It’s impossible to prevent every accident or disaster, but there are some simple steps you can take that will go a long way to protecting your biggest investment.
- Know your shut-off valves. Few people know where the emergency shut-off valves are located for gas, water and electricity. Take a moment and find them, and make sure everyone in your house knows where to find them. Pro tip: give the water valve a practice twist, as these shut-offs can get jammed from years of not being used.
- Check your washer and dryer. Worn out rubber hoses in your washing machine can burst, spilling hundreds or even thousands of gallons of water on the floor. If your rubber hoses are more than just a few years old, swap them out for steel-belted hoses. And over time, lint can build up in your dryer vent and spark a fire. Luckily, a quick trip to the hardware store can reduce your risk of these common causes of fire and water damage.
- Plan ahead and find a friend. If you can’t afford a monitored security system, the next best thing is to give the appearance that someone’s home while you’re away. Install lamp timers, keep a radio turned on and tuned to a talk station, and when you’re on vacation, have a friend shovel your walkway or park their car in your driveway. Above all, keep lower-level windows and garage doors closed and all entrances locked.
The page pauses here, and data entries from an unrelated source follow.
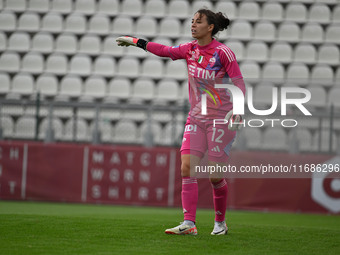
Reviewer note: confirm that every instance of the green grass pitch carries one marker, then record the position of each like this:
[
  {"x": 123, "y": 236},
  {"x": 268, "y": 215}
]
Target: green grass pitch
[{"x": 56, "y": 228}]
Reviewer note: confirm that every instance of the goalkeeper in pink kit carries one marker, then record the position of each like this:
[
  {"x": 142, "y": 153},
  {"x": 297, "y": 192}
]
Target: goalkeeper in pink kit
[{"x": 209, "y": 62}]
- Smoke detection protection. Every home should have at least one smoke detector on each floor and test the batteries twice a year. (Make it easy and do it right before you adjust your clocks in the fall and spring.) Smoke detectors last about 10 years. Each time you get a new one, use a permanent marker to write the month and year on the back.
- Preparing for severe weather. Whether your part of the country is prone to flooding, hurricanes or other natural disasters, take a look around and consider upgrades and simple maintenance to help minimize damage from wind and water. In tornado-prone areas, a safe room is always a smart addition to protect you and your family from the storm.